ECLI:NL:RBGEL:2017:5945
Rechtbank Gelderland
- Eerste aanleg - meervoudig
- Rechtspraak.nl
Vernietiging van omgevingsvergunning voor biomassacentrale wegens onvoldoende motivering en bescherming van het milieu
In deze zaak heeft de Rechtbank Gelderland op 17 november 2017 uitspraak gedaan over de omgevingsvergunning voor de oprichting van een biomassacentrale. De rechtbank heeft de vergunning vernietigd omdat de verweerder, het college van gedeputeerde staten van de provincie Gelderland, onvoldoende heeft gemotiveerd waarom de opgelegde maatwerkvoorschriften niet strenger zijn, gezien het milieueffectrapport (MER) en een eerder verleende vergunning voor dezelfde inrichting. De rechtbank oordeelt dat de beperkte beschrijving van de werking van de inrichting en de relatief ruime normen onvoldoende waarborgen bieden voor de bescherming van het milieu.

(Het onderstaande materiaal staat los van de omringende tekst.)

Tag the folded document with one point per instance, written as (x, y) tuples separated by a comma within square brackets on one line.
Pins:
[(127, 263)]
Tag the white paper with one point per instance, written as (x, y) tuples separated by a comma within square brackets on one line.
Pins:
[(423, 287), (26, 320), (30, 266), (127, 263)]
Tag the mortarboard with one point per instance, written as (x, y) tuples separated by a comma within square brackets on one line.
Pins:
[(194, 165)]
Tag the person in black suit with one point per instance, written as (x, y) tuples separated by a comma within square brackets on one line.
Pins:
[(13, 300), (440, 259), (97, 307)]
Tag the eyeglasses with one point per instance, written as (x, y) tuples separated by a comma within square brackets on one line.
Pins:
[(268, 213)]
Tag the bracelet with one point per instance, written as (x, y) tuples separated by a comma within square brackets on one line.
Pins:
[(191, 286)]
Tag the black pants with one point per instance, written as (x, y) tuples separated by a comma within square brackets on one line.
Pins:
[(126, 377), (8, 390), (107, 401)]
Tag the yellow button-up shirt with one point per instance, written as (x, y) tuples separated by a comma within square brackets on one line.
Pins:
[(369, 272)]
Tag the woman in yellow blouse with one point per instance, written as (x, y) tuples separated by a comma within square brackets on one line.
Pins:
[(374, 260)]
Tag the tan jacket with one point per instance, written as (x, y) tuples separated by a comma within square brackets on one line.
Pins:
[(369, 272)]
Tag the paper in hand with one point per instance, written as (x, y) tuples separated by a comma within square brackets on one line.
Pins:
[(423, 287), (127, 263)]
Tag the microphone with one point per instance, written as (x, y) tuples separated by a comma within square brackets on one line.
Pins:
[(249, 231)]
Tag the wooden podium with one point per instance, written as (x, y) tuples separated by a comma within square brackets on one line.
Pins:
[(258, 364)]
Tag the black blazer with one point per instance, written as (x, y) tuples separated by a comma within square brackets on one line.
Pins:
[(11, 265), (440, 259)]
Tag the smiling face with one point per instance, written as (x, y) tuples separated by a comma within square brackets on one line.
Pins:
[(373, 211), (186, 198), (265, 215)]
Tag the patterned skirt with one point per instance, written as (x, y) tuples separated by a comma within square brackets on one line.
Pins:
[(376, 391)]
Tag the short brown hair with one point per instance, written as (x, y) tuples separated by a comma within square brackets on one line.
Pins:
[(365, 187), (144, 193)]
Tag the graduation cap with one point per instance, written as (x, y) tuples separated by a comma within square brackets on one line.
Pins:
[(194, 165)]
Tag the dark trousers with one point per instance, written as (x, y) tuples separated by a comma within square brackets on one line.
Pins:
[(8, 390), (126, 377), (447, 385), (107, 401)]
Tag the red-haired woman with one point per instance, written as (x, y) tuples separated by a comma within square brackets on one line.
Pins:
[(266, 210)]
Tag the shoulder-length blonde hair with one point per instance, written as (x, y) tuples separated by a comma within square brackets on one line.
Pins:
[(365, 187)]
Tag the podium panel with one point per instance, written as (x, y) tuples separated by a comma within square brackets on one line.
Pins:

De zaak begon met een besluit van 1 juni 2015, waarbij vergunninghoudster een omgevingsvergunning werd verleend. Eiseres heeft hiertegen beroep ingesteld. Na een aantal wijzigingen in de besluiten, waaronder de vervanging van het eerste besluit door een tweede besluit op 14 februari 2017, heeft eiseres opnieuw beroep ingesteld tegen de maatwerkvoorschriften die bij het derde besluit zijn opgelegd. De rechtbank heeft vastgesteld dat de bestreden besluiten niet voldoen aan de zorgvuldigheids- en motiveringsbeginselen van de Algemene wet bestuursrecht (Awb).
De rechtbank heeft het beroep gegrond verklaard en de bestreden besluiten vernietigd, met de opdracht aan verweerder om opnieuw te beslissen op de aanvraag van vergunninghoudster, rekening houdend met de uitspraak. De rechtbank heeft ook bepaald dat het betaalde griffierecht aan eiseres moet worden vergoed. De uitspraak is openbaar gedaan en partijen zijn op de hoogte gesteld van hun rechtsmiddelen.